In the coming period, we plan to focus our efforts on maximizing capacity utilization and increasing white product yield to further improve our operational performance. To this end, we are currently in the process of modernizing the gasoline units to improve the FCC Unit’s productivity and boost the amount of naphtha processed at the CCR Unit by about 40%. Additionally, the crude oil unit modernization project carried out at the İzmir Refinery, which began production at full capacity after the commissioning of the RUP facility, is scheduled for completion in 2017. Thereafter, the İzmir Refinery will reach maximum sustainable capacity while energy efficiency will improve significantly.
Tüpraş’s energy efficiency projects aim to minimize energy consumption and eradicate any energy waste via the use of new technologies, as the Company targets joining the ranks of refineries in Europe with the lowest emission levels by 2017. To this end, Tüpraş has reduced its energy intensity index (EII) from 120.9 in 2009 to 101.8 in 2016, through new capital investments and upgrades.

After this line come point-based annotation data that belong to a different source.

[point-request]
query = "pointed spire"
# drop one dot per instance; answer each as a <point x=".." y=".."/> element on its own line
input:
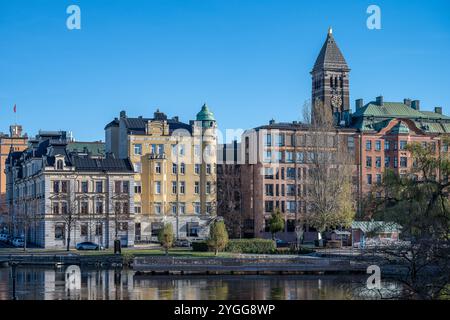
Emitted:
<point x="330" y="56"/>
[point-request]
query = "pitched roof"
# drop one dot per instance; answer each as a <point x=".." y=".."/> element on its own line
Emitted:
<point x="330" y="56"/>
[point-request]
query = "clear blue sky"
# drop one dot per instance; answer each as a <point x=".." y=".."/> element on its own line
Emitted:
<point x="248" y="59"/>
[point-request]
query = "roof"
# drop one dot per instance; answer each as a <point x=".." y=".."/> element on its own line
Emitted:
<point x="108" y="164"/>
<point x="374" y="116"/>
<point x="96" y="149"/>
<point x="205" y="114"/>
<point x="330" y="56"/>
<point x="376" y="226"/>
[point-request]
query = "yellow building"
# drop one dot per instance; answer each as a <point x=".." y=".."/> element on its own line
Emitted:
<point x="175" y="171"/>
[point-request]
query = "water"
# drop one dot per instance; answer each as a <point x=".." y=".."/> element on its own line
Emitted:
<point x="35" y="283"/>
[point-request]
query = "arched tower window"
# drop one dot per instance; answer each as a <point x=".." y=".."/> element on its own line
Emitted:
<point x="59" y="165"/>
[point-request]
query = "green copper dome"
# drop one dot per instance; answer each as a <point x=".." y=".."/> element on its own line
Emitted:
<point x="205" y="114"/>
<point x="400" y="128"/>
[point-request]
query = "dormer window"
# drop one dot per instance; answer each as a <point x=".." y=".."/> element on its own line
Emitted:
<point x="59" y="164"/>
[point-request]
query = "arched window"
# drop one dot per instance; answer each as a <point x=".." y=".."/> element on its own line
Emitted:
<point x="59" y="165"/>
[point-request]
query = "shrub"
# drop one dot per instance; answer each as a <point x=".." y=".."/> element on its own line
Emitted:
<point x="200" y="246"/>
<point x="261" y="246"/>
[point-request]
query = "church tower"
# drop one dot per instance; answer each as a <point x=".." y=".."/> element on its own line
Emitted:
<point x="330" y="82"/>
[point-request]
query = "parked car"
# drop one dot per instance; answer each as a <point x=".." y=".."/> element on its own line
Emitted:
<point x="183" y="243"/>
<point x="281" y="243"/>
<point x="18" y="242"/>
<point x="89" y="246"/>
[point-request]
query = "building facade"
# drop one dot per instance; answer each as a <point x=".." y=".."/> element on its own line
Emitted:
<point x="53" y="190"/>
<point x="175" y="171"/>
<point x="271" y="163"/>
<point x="15" y="141"/>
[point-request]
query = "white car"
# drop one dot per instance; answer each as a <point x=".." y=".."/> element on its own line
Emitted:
<point x="18" y="242"/>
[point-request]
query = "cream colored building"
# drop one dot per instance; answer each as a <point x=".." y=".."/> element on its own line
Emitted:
<point x="175" y="171"/>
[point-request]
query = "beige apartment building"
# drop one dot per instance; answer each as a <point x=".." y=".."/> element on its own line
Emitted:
<point x="175" y="171"/>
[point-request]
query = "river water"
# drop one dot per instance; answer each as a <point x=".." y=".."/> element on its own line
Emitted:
<point x="37" y="283"/>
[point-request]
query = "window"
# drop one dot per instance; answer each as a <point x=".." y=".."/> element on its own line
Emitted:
<point x="351" y="143"/>
<point x="99" y="186"/>
<point x="157" y="208"/>
<point x="290" y="173"/>
<point x="182" y="187"/>
<point x="55" y="208"/>
<point x="267" y="156"/>
<point x="300" y="157"/>
<point x="174" y="187"/>
<point x="378" y="162"/>
<point x="137" y="187"/>
<point x="368" y="162"/>
<point x="289" y="156"/>
<point x="56" y="186"/>
<point x="84" y="207"/>
<point x="157" y="187"/>
<point x="378" y="145"/>
<point x="98" y="229"/>
<point x="182" y="208"/>
<point x="387" y="161"/>
<point x="125" y="208"/>
<point x="60" y="165"/>
<point x="84" y="230"/>
<point x="403" y="162"/>
<point x="268" y="206"/>
<point x="59" y="231"/>
<point x="269" y="190"/>
<point x="378" y="178"/>
<point x="158" y="167"/>
<point x="280" y="140"/>
<point x="403" y="144"/>
<point x="64" y="186"/>
<point x="268" y="140"/>
<point x="268" y="173"/>
<point x="99" y="207"/>
<point x="196" y="187"/>
<point x="64" y="208"/>
<point x="138" y="167"/>
<point x="197" y="208"/>
<point x="138" y="149"/>
<point x="84" y="187"/>
<point x="126" y="187"/>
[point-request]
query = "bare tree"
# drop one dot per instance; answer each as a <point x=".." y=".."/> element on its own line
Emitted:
<point x="329" y="199"/>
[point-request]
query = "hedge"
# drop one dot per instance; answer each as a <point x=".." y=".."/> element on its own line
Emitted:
<point x="251" y="246"/>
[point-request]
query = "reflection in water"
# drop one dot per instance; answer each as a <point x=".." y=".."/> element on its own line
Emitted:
<point x="34" y="283"/>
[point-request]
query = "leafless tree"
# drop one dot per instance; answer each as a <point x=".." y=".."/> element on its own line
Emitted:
<point x="329" y="198"/>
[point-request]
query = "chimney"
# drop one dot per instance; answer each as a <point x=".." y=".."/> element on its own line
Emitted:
<point x="415" y="104"/>
<point x="407" y="102"/>
<point x="359" y="103"/>
<point x="379" y="100"/>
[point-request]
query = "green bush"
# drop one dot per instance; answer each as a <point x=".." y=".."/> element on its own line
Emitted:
<point x="200" y="246"/>
<point x="261" y="246"/>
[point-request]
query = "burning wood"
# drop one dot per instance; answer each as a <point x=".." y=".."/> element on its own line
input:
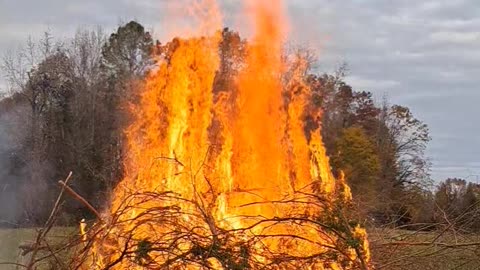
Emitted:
<point x="250" y="187"/>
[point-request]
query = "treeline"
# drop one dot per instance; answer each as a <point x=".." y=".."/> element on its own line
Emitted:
<point x="69" y="105"/>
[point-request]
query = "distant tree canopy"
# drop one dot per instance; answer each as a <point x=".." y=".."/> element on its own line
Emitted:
<point x="69" y="108"/>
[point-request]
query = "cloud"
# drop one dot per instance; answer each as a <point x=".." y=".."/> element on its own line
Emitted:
<point x="421" y="54"/>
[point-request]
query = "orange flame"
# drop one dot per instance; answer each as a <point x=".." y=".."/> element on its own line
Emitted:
<point x="242" y="156"/>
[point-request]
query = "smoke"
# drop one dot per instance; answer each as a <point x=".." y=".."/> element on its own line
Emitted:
<point x="19" y="197"/>
<point x="12" y="168"/>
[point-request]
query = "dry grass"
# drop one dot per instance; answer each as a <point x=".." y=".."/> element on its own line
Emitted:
<point x="11" y="239"/>
<point x="401" y="249"/>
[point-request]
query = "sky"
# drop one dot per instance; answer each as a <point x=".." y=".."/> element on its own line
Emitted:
<point x="421" y="54"/>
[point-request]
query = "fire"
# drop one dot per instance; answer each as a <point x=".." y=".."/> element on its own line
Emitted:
<point x="227" y="179"/>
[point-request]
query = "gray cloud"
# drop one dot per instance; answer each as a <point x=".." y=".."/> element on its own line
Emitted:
<point x="421" y="54"/>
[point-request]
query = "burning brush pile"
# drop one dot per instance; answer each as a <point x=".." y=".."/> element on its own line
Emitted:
<point x="227" y="178"/>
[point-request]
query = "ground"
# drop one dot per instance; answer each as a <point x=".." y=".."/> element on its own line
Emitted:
<point x="10" y="239"/>
<point x="385" y="255"/>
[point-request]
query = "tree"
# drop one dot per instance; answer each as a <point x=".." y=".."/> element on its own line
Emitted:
<point x="356" y="156"/>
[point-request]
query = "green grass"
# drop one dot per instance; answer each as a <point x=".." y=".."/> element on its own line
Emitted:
<point x="384" y="255"/>
<point x="10" y="239"/>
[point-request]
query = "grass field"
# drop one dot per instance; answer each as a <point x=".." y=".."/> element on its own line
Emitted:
<point x="10" y="239"/>
<point x="391" y="249"/>
<point x="405" y="250"/>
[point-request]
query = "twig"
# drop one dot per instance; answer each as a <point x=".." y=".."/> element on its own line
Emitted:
<point x="79" y="198"/>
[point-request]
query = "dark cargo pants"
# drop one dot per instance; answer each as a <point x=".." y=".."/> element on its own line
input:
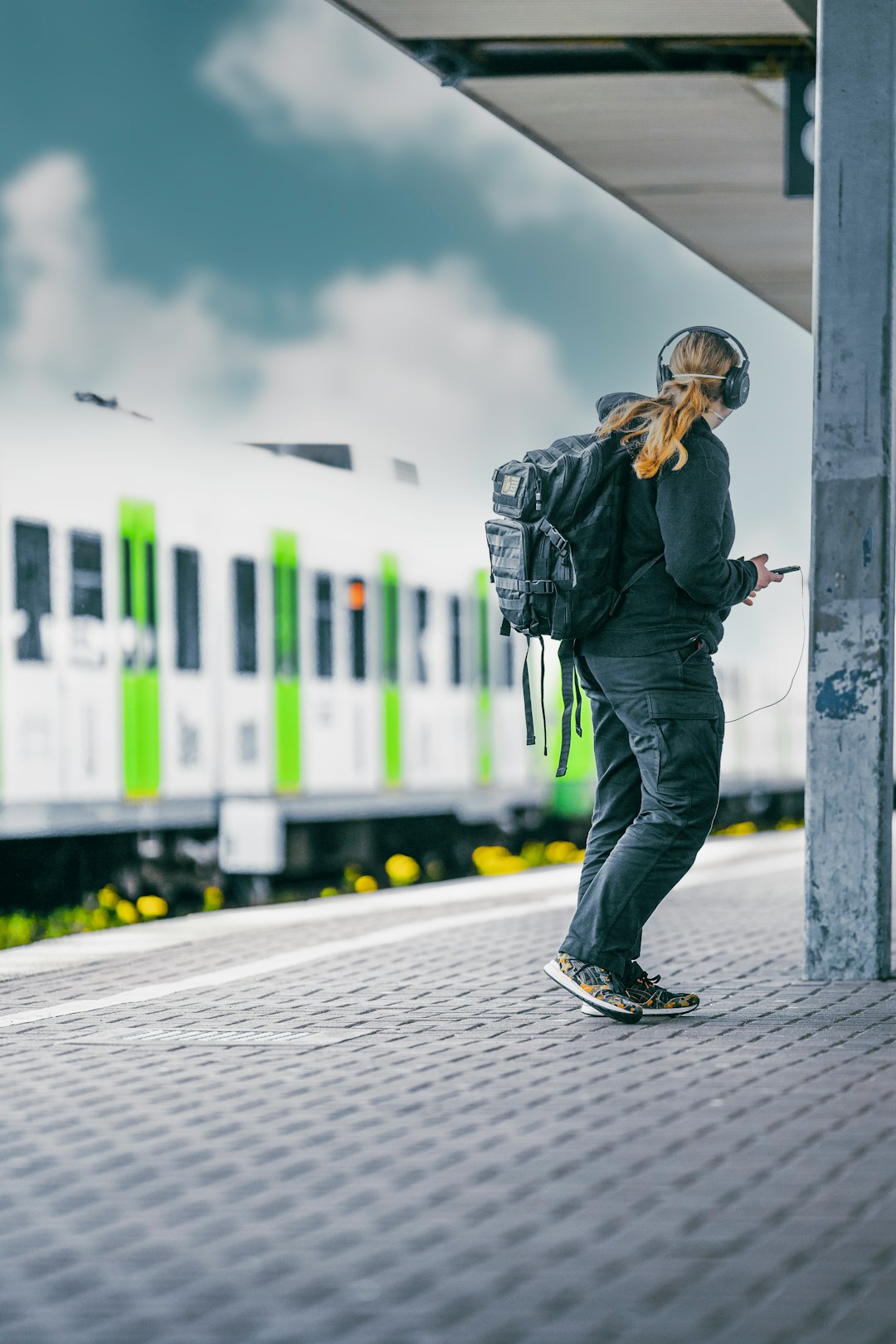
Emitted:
<point x="659" y="724"/>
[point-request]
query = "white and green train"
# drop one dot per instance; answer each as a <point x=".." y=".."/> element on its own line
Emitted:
<point x="186" y="621"/>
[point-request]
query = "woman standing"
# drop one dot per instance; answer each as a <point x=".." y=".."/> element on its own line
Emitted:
<point x="657" y="717"/>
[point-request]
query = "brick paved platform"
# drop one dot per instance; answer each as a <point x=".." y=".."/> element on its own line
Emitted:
<point x="373" y="1120"/>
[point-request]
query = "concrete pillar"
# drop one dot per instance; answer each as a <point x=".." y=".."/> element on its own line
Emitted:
<point x="850" y="784"/>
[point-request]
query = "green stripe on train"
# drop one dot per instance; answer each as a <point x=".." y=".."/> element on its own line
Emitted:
<point x="391" y="671"/>
<point x="286" y="698"/>
<point x="140" y="674"/>
<point x="484" y="693"/>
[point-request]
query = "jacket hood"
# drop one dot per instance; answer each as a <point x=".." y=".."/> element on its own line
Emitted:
<point x="611" y="399"/>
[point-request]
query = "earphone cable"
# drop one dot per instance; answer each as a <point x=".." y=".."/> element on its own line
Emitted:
<point x="802" y="650"/>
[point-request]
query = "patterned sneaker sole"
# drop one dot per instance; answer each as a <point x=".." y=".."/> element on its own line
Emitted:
<point x="589" y="1001"/>
<point x="646" y="1012"/>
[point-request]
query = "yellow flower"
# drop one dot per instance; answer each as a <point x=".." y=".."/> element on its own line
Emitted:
<point x="212" y="898"/>
<point x="486" y="855"/>
<point x="152" y="908"/>
<point x="494" y="859"/>
<point x="739" y="828"/>
<point x="402" y="869"/>
<point x="533" y="852"/>
<point x="561" y="851"/>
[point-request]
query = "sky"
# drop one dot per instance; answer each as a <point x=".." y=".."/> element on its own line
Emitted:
<point x="257" y="214"/>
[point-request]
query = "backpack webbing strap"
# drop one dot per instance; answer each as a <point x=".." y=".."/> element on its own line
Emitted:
<point x="507" y="585"/>
<point x="641" y="572"/>
<point x="567" y="678"/>
<point x="527" y="698"/>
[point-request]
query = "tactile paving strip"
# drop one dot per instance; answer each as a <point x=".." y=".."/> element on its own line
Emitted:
<point x="433" y="1146"/>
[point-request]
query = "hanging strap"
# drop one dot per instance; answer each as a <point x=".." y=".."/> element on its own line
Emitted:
<point x="527" y="698"/>
<point x="578" y="699"/>
<point x="567" y="678"/>
<point x="544" y="718"/>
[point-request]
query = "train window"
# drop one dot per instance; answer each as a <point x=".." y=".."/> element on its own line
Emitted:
<point x="324" y="624"/>
<point x="507" y="661"/>
<point x="285" y="619"/>
<point x="187" y="641"/>
<point x="127" y="590"/>
<point x="32" y="587"/>
<point x="455" y="641"/>
<point x="356" y="598"/>
<point x="86" y="574"/>
<point x="421" y="622"/>
<point x="246" y="617"/>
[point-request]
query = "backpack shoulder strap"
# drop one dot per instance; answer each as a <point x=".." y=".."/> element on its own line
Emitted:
<point x="641" y="572"/>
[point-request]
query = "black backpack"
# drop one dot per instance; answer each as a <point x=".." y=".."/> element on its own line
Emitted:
<point x="555" y="550"/>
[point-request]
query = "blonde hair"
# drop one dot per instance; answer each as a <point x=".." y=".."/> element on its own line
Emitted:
<point x="663" y="421"/>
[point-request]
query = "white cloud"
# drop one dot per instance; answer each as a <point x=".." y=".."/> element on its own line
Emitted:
<point x="299" y="69"/>
<point x="416" y="363"/>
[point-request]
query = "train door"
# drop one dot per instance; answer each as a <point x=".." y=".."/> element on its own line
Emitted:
<point x="457" y="741"/>
<point x="338" y="721"/>
<point x="427" y="733"/>
<point x="360" y="689"/>
<point x="392" y="745"/>
<point x="140" y="650"/>
<point x="89" y="686"/>
<point x="288" y="747"/>
<point x="245" y="665"/>
<point x="187" y="704"/>
<point x="32" y="739"/>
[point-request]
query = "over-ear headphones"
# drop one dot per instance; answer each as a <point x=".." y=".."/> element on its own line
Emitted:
<point x="735" y="387"/>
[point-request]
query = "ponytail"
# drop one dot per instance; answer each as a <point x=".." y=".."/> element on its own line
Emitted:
<point x="660" y="422"/>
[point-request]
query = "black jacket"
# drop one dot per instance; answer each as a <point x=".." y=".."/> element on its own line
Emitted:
<point x="687" y="515"/>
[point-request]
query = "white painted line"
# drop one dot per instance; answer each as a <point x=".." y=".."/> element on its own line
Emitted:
<point x="282" y="962"/>
<point x="362" y="942"/>
<point x="720" y="859"/>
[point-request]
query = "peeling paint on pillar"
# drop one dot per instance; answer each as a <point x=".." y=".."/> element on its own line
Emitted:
<point x="841" y="694"/>
<point x="850" y="767"/>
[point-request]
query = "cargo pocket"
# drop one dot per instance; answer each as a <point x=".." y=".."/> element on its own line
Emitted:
<point x="689" y="728"/>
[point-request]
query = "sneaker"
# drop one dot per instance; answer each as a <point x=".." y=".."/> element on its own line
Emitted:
<point x="653" y="1001"/>
<point x="601" y="991"/>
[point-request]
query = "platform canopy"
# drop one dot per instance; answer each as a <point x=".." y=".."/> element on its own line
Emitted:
<point x="676" y="110"/>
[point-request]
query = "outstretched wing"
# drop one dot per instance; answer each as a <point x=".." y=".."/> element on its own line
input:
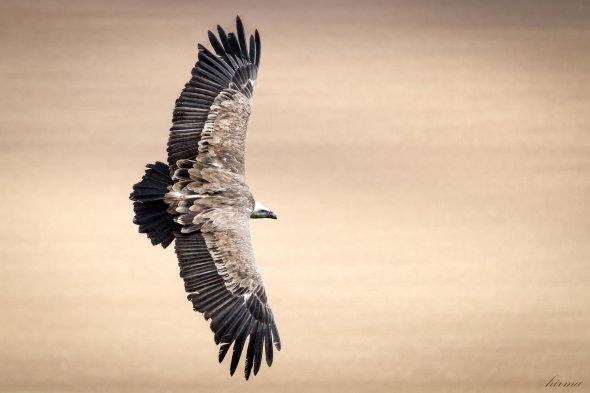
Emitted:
<point x="206" y="155"/>
<point x="231" y="71"/>
<point x="229" y="291"/>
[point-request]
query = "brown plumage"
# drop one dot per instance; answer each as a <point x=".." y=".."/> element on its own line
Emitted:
<point x="202" y="202"/>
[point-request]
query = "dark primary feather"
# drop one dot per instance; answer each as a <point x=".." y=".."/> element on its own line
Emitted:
<point x="234" y="318"/>
<point x="233" y="62"/>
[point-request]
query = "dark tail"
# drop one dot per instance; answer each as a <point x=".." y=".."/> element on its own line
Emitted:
<point x="150" y="209"/>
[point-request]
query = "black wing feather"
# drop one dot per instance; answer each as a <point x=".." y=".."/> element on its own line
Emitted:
<point x="235" y="317"/>
<point x="212" y="74"/>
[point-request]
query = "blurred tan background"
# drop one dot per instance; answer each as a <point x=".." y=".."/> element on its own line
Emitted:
<point x="429" y="162"/>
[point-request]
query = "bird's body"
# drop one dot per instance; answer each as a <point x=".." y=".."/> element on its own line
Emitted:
<point x="201" y="201"/>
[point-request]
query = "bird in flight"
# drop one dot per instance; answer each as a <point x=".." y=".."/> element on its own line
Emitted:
<point x="200" y="199"/>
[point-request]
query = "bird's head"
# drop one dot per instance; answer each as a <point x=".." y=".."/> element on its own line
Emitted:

Our Company’s achievements and commitment to energy efficiency were once again confirmed with the awards we received at the 2016 “SENVER” Industrial Energy Efficiency Competition, organized by the Ministry of Energy and Natural Resources.
Tüpraş constantly strives to minimize the environmental impact of its operations and production processes. The Company fulfills its duties and responsibilities to the environment via continuous improvement efforts and investments. Improvement efforts undertaken in 2016 resulted in a reduction of 77.7 thousand tons in greenhouse gas emissions. The total amount of emission reductions achieved over the past nine years has climbed to 2.1 million tons of CO2 equivalent. This is equivalent to the amount of carbon dioxide that can be absorbed by forestland with some 200 thousand trees.
Additionally, Tüpraş undertakes investments to supply process water to refineries through the treatment of wastewater. To this end, İzmit Refinery has treated domestic wastewater from Körfez Municipality for reuse as process water since 2014. Our Company continues its capital investment program to set up this system at other refineries as well.
As a result of the Company’s commitment to corporate governance principles and its success in this area, Tüpraş was assigned a Corporate Governance Rating of 9.42 in 2016. Our Company was also once again included in the BIST Sustainability Index in 2016.
Aiming to achieve long-term sustainable success, Tüpraş works constantly to improve itself with new investment projects. In addition to the US$ 213 million investment in its refineries in 2016, Tüpraş’s total investment spending amounted to US$ 291 million, including the tanker purchases undertaken by the Company’s subsidiary Ditaş to expand its fleet. Over the past 11 years since joining Koç Group in 2006, Tüpraş’s total investment spending has amounted to US$ 5.7 billion.
While focusing on operational sustainability, our Company also continues to create maximum value for its investors. Tüpraş ranks among the BIST listed companies with the highest dividend yield. Our Company will continue to pay dividends by taking into account our profitability and cash position in parallel with investment needs, long-term strategies, and investment and financing policies. As in previous years, Tüpraş will continue creating added value for its shareholders, business partners, and our country.